At birth, we will collect umbilical cord tissue, cord blood and buccal swabs for the TwinLIFE Biobank. Umbilical cords will be collected in a sterile PBS-antibiotic/antimycotic solution on birth as a source of MSCs. MSCs are cells of mesodermal origin with the capacity to differentiate into multiple cell types including osteoblasts, adipocytes and chondroblasts using specific culture conditions (Swamynathan et al., Reference Swamynathan, Venugopal, Kannan, Thej, Kolkundar, Bhagwat and Balasubramanian2014; van der Garde et al., Reference van der Garde, van Pel, Millan Rivero, de Graaf-Dijkstra, Slot, Kleinveld and Zwaginga2015). MSCs can be obtained from umbilical cord without any risk for the donor and expanded to high numbers for experiments. For MSC isolation, a modified explant method operational at the LUMC will be adapted and standardized (van der Garde et al., Reference van der Garde, van Pel, Millan Rivero, de Graaf-Dijkstra, Slot, Kleinveld and Zwaginga2015). After expansion for approximately 10 days, the explants are removed and the MSCs are transferred into culture flasks. The transferred cells will be grown to >70% confluence, frozen and stored until further expansion is required. Subsequent MSC expansions of MSCs obtained from co-twins will be performed simultaneously to minimize batch effects. The uniform classification system for MSCs, introduced by the International Society of Cellular Therapy, will be adopted to ensure unambiguous identification and separation of MSCs (Dominici et al., Reference Dominici, Le Blanc, Mueller, Slaper-Cortenbach, Marini, Krause and Horwitz2006). The number of cells after expansion will be sufficient for the epigenetic profiling, RNA expression analysis, cellular phenotyping, and functional differentiation studies.
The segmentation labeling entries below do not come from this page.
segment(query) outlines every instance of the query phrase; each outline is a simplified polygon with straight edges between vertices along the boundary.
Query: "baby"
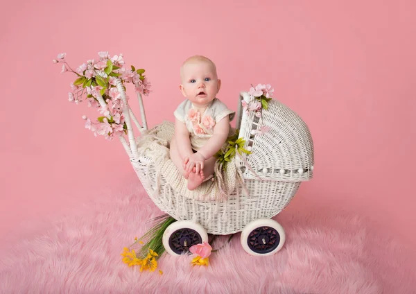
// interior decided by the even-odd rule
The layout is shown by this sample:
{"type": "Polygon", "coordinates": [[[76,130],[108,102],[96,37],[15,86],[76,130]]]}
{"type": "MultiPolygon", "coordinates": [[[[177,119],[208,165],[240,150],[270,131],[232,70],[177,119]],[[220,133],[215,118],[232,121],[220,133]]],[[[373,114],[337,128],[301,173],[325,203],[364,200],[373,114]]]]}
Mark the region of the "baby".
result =
{"type": "Polygon", "coordinates": [[[214,62],[204,56],[188,58],[180,68],[179,88],[186,99],[174,112],[175,134],[171,158],[184,177],[188,189],[196,189],[214,173],[214,156],[230,135],[235,112],[216,95],[221,80],[214,62]]]}

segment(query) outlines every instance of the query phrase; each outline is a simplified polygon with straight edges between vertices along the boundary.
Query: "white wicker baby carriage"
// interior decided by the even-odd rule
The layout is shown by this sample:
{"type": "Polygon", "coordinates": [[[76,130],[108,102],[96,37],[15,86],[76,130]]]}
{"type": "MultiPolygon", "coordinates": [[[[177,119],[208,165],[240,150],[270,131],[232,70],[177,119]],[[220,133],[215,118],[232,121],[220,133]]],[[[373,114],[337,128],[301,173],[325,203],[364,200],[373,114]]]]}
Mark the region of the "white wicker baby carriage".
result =
{"type": "MultiPolygon", "coordinates": [[[[121,83],[117,88],[125,100],[121,83]]],[[[262,110],[261,116],[263,123],[270,127],[270,130],[254,135],[256,132],[253,130],[259,128],[259,118],[252,112],[243,111],[241,100],[249,102],[250,96],[241,92],[236,128],[240,130],[239,137],[245,139],[245,148],[252,154],[245,156],[245,163],[239,160],[236,166],[242,171],[248,195],[241,186],[237,186],[225,200],[199,200],[174,191],[156,170],[152,159],[146,153],[138,154],[137,141],[143,137],[135,137],[130,118],[144,136],[147,132],[140,94],[138,98],[143,126],[139,124],[125,101],[123,114],[131,148],[125,142],[123,146],[149,196],[162,211],[177,220],[164,232],[163,242],[166,252],[180,254],[193,245],[207,241],[207,233],[225,235],[238,232],[242,232],[241,244],[249,254],[269,255],[279,251],[284,243],[285,233],[270,218],[287,206],[301,182],[310,180],[313,175],[313,141],[301,118],[272,100],[268,109],[262,110]]],[[[153,133],[163,132],[161,135],[169,138],[173,134],[173,124],[164,122],[152,130],[153,133]]]]}

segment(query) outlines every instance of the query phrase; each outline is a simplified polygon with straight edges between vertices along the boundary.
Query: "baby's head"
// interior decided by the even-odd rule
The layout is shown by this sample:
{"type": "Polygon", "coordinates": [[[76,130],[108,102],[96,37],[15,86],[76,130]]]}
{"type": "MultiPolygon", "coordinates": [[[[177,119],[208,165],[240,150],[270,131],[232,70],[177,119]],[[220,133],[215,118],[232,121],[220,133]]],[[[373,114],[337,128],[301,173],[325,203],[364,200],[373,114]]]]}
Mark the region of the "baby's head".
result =
{"type": "Polygon", "coordinates": [[[195,55],[187,59],[180,68],[184,96],[196,106],[204,107],[213,101],[221,86],[214,63],[205,56],[195,55]]]}

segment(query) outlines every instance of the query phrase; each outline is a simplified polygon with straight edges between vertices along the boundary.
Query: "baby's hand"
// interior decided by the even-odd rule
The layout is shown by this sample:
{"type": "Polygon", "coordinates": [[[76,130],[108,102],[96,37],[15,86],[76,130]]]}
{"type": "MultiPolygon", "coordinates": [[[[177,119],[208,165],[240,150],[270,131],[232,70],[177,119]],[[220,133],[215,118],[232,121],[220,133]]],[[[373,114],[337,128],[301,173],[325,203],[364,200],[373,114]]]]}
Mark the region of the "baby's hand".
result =
{"type": "Polygon", "coordinates": [[[205,158],[198,152],[193,153],[189,157],[187,157],[184,160],[184,168],[188,173],[191,173],[192,169],[195,167],[195,172],[199,173],[200,171],[204,169],[204,162],[205,158]]]}

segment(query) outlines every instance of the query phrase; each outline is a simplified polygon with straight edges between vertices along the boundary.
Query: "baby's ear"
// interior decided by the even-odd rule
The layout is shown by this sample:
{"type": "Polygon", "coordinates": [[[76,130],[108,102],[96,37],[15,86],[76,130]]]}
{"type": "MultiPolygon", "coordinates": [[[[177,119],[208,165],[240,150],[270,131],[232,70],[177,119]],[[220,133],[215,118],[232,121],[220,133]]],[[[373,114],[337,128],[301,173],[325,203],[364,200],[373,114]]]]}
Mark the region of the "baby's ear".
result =
{"type": "Polygon", "coordinates": [[[182,85],[179,85],[179,89],[182,92],[182,94],[184,96],[184,97],[186,97],[187,96],[187,93],[185,93],[185,89],[184,89],[184,86],[182,86],[182,85]]]}

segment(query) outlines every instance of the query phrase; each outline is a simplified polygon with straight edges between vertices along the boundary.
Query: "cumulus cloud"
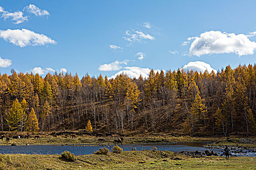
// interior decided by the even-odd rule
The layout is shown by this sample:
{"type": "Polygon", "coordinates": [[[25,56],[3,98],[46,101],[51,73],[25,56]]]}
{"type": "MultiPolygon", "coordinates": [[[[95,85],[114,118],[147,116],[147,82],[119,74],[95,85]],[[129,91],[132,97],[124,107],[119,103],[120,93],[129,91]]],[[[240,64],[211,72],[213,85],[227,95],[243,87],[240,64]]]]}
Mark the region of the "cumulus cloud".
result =
{"type": "MultiPolygon", "coordinates": [[[[140,68],[137,67],[126,67],[124,68],[123,70],[118,71],[115,75],[112,75],[109,79],[115,79],[118,75],[120,74],[127,74],[129,77],[133,78],[135,77],[138,79],[141,75],[142,77],[147,78],[148,74],[150,72],[151,69],[149,68],[140,68]]],[[[154,70],[155,72],[160,72],[161,70],[159,69],[156,69],[154,70]]]]}
{"type": "Polygon", "coordinates": [[[188,43],[190,43],[190,41],[184,41],[181,43],[182,46],[186,46],[188,43]]]}
{"type": "Polygon", "coordinates": [[[178,51],[171,51],[171,50],[169,51],[169,52],[170,52],[170,53],[171,54],[178,54],[179,52],[178,51]]]}
{"type": "Polygon", "coordinates": [[[28,12],[33,14],[36,16],[49,16],[50,14],[45,10],[41,10],[39,7],[33,4],[30,4],[24,8],[23,10],[26,10],[28,12]]]}
{"type": "Polygon", "coordinates": [[[138,52],[134,56],[137,57],[138,60],[141,61],[143,59],[146,57],[146,53],[143,52],[138,52]]]}
{"type": "Polygon", "coordinates": [[[151,28],[152,27],[151,24],[148,22],[143,23],[143,26],[147,28],[151,28]]]}
{"type": "MultiPolygon", "coordinates": [[[[59,70],[57,69],[56,71],[60,73],[65,73],[67,72],[66,69],[64,68],[60,68],[59,70]]],[[[32,72],[33,74],[39,74],[39,75],[46,74],[48,72],[53,72],[55,71],[56,71],[55,69],[50,67],[43,68],[40,67],[36,67],[32,69],[32,72]]]]}
{"type": "Polygon", "coordinates": [[[0,68],[7,68],[12,65],[12,60],[8,59],[2,59],[0,57],[0,68]]]}
{"type": "Polygon", "coordinates": [[[105,71],[119,70],[122,68],[120,65],[124,64],[126,65],[128,61],[127,60],[125,60],[122,61],[117,60],[110,64],[104,64],[99,66],[98,70],[105,71]]]}
{"type": "Polygon", "coordinates": [[[32,69],[33,74],[38,74],[39,75],[45,74],[47,72],[47,70],[41,68],[40,67],[35,67],[32,69]]]}
{"type": "Polygon", "coordinates": [[[66,73],[66,72],[67,72],[67,69],[66,68],[61,68],[59,69],[59,72],[63,72],[63,73],[66,73]]]}
{"type": "Polygon", "coordinates": [[[52,69],[52,68],[46,68],[45,69],[46,69],[47,70],[48,70],[49,71],[53,71],[53,72],[54,72],[55,71],[55,70],[53,69],[52,69]]]}
{"type": "Polygon", "coordinates": [[[46,35],[25,29],[0,30],[0,38],[20,47],[28,45],[44,46],[48,44],[56,43],[55,41],[46,35]]]}
{"type": "Polygon", "coordinates": [[[224,53],[234,53],[239,56],[253,54],[256,49],[256,43],[250,41],[244,34],[236,35],[211,31],[202,33],[194,39],[189,49],[189,54],[197,56],[224,53]]]}
{"type": "Polygon", "coordinates": [[[182,69],[183,69],[185,71],[193,70],[194,71],[197,71],[198,72],[204,72],[206,70],[207,70],[209,72],[211,72],[213,70],[215,73],[217,72],[217,70],[212,68],[209,64],[205,63],[202,61],[189,62],[188,64],[184,66],[182,69]]]}
{"type": "Polygon", "coordinates": [[[28,20],[28,17],[24,17],[22,12],[17,11],[13,13],[5,11],[4,9],[0,6],[0,17],[4,19],[10,18],[11,20],[14,21],[14,23],[19,24],[28,20]]]}
{"type": "Polygon", "coordinates": [[[129,42],[140,42],[143,39],[153,40],[155,37],[149,34],[145,34],[141,31],[127,30],[125,32],[126,36],[123,38],[129,42]]]}
{"type": "Polygon", "coordinates": [[[112,50],[123,50],[123,48],[121,47],[119,47],[115,45],[110,45],[109,49],[112,50]]]}

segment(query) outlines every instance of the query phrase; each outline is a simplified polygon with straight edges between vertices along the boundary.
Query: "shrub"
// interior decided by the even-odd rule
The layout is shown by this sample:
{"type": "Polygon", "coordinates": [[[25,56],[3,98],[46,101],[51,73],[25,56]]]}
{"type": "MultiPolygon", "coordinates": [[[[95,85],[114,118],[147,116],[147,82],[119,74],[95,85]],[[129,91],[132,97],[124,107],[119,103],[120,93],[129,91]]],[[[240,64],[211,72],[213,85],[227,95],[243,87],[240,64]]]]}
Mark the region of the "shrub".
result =
{"type": "Polygon", "coordinates": [[[67,151],[65,151],[62,153],[59,158],[68,162],[75,162],[77,159],[74,153],[71,153],[67,151]]]}
{"type": "Polygon", "coordinates": [[[106,148],[99,148],[98,151],[94,153],[95,154],[108,154],[108,153],[109,153],[109,150],[106,148]]]}
{"type": "Polygon", "coordinates": [[[120,153],[123,151],[123,149],[120,148],[118,145],[116,145],[114,147],[114,148],[112,149],[112,151],[114,153],[120,153]]]}

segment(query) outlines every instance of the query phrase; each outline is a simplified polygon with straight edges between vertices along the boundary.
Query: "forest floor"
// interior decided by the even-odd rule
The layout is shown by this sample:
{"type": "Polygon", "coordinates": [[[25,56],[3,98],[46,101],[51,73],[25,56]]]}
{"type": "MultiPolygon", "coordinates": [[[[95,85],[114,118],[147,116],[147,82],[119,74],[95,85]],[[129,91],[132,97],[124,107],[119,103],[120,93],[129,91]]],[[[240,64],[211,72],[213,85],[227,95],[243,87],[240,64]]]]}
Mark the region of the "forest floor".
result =
{"type": "MultiPolygon", "coordinates": [[[[6,134],[5,134],[6,135],[6,134]]],[[[8,135],[8,134],[7,134],[8,135]]],[[[244,138],[236,136],[226,137],[192,137],[190,136],[175,136],[164,134],[138,134],[132,135],[126,135],[123,137],[123,143],[179,143],[179,142],[210,142],[209,146],[221,146],[228,145],[230,146],[241,146],[256,149],[256,136],[244,138]]],[[[0,140],[0,145],[9,145],[15,142],[17,145],[73,145],[73,144],[98,144],[98,139],[93,136],[81,135],[76,138],[72,138],[70,136],[53,136],[49,134],[39,135],[39,139],[34,139],[32,136],[29,139],[15,139],[11,138],[9,142],[6,142],[5,138],[2,141],[0,140]]],[[[114,139],[120,137],[118,135],[114,135],[113,138],[104,137],[105,143],[101,144],[108,145],[112,143],[114,139]]]]}
{"type": "Polygon", "coordinates": [[[168,151],[125,151],[76,156],[74,162],[59,155],[0,154],[0,170],[256,170],[256,157],[191,157],[168,151]]]}

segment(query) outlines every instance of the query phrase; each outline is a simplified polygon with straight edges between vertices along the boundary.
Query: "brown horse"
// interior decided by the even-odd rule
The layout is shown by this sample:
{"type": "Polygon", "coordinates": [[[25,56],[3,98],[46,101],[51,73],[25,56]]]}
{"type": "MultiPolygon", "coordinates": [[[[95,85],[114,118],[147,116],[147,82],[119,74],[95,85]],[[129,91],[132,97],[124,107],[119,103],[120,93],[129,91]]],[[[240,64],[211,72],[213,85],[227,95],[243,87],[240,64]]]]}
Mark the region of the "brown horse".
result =
{"type": "Polygon", "coordinates": [[[4,135],[3,135],[2,136],[1,136],[1,137],[0,137],[0,139],[2,139],[2,139],[3,139],[4,137],[5,137],[5,136],[4,135]]]}
{"type": "Polygon", "coordinates": [[[113,144],[118,144],[118,145],[121,145],[122,144],[122,141],[120,139],[115,139],[113,141],[113,144]]]}
{"type": "Polygon", "coordinates": [[[39,135],[35,135],[35,136],[34,136],[34,137],[35,138],[35,139],[39,139],[40,138],[40,136],[39,136],[39,135]]]}
{"type": "Polygon", "coordinates": [[[71,137],[72,138],[77,138],[77,135],[75,135],[75,134],[71,134],[71,135],[70,135],[70,136],[71,136],[71,137]]]}
{"type": "Polygon", "coordinates": [[[98,133],[96,134],[96,137],[104,137],[104,135],[103,135],[103,134],[102,134],[101,133],[98,133]]]}
{"type": "Polygon", "coordinates": [[[106,142],[106,140],[105,140],[104,139],[103,139],[103,138],[99,138],[98,139],[98,143],[100,143],[101,142],[106,142]]]}
{"type": "Polygon", "coordinates": [[[107,137],[107,136],[111,136],[111,137],[113,137],[113,136],[112,134],[111,134],[111,133],[106,133],[106,137],[107,137]]]}

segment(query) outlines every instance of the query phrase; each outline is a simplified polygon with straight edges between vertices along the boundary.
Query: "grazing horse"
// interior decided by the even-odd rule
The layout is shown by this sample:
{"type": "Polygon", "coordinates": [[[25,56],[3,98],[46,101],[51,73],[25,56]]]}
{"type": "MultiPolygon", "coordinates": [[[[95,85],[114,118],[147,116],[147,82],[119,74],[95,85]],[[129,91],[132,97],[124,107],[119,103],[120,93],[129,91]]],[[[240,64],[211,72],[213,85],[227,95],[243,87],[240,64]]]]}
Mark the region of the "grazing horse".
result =
{"type": "Polygon", "coordinates": [[[120,137],[124,137],[124,135],[123,134],[120,134],[119,136],[120,136],[120,137]]]}
{"type": "Polygon", "coordinates": [[[104,139],[103,139],[103,138],[99,138],[98,139],[98,143],[100,143],[101,142],[106,142],[106,140],[105,140],[104,139]]]}
{"type": "Polygon", "coordinates": [[[101,133],[98,133],[96,134],[96,137],[104,137],[104,135],[103,135],[103,134],[102,134],[101,133]]]}
{"type": "Polygon", "coordinates": [[[5,137],[5,136],[4,135],[3,135],[2,136],[1,136],[1,137],[0,137],[0,139],[2,139],[2,139],[3,139],[4,137],[5,137]]]}
{"type": "Polygon", "coordinates": [[[106,137],[107,137],[107,136],[111,136],[111,137],[113,137],[113,136],[112,134],[111,134],[111,133],[106,133],[106,137]]]}
{"type": "Polygon", "coordinates": [[[77,135],[75,135],[75,134],[71,134],[71,135],[70,135],[70,136],[71,136],[71,137],[72,138],[77,138],[77,135]]]}
{"type": "Polygon", "coordinates": [[[40,138],[40,136],[39,136],[39,135],[35,135],[35,136],[34,136],[34,137],[35,138],[35,139],[38,138],[38,139],[39,139],[40,138]]]}
{"type": "Polygon", "coordinates": [[[115,144],[118,144],[118,145],[121,145],[122,144],[122,141],[121,141],[121,140],[120,139],[115,139],[114,140],[114,141],[113,141],[113,144],[115,145],[115,144]]]}

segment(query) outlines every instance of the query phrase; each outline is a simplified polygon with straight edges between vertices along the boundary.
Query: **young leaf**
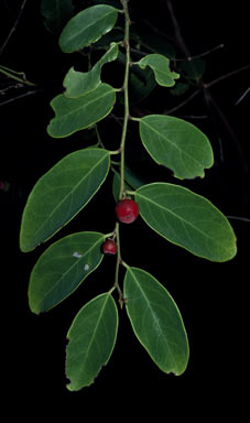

Cord blood will be collected in sterile blood collection tubes, containing a citrate phosphate dextrose adenine (CPDA) solution. Subsequently, mononuclear cells and plasma will be isolated using a Ficoll density gradient. The isolated cells and plasma will be stored for further experiments, such as DNA methylation analysis of specific cells types. Buccal swabs will be collected, postnatally for DNA extraction and DNA methylation analysis.

We will perform genomewide DNA methylation profiling of MSCs from the twins, using the Illumina EPIC methylation array (Zhou et al., Reference Zhou, Laird and Shen2017). The platform provides a cost-effective coverage of ~850,000 potentially methylated CG dinucleotides across the genome and is enriched for regions known to be involved in genomic regulation. The EPIC array is the successor of the 450k array that has been widely used to successfully identify epigenetic changes after adverse prenatal exposures, including by ourselves in the context of the Dutch Hunger Winter (Tobi et al., Reference Tobi, Slieker, Stein, Suchiman, Slagboom, van Zwet and Lumey2015). We will use our established work flow for quality control, normalization and analysis methylation array data, which is publicly available (https://github.com/molepi/DNAmArray) and combines our own BioConductor packages with the best practices in the field (van Iterson et al., Reference van Iterson, Tobi, Slieker, den Hollander, Luijk, Slagboom and Heijmans2014, Reference van Iterson, van Zwet, Consortium and Heijmans2017, Reference van Iterson, Cats, Hop, Consortium and Heijmans2018). Co-twins will be measured on the same array and array row and will be randomized with respect to array column.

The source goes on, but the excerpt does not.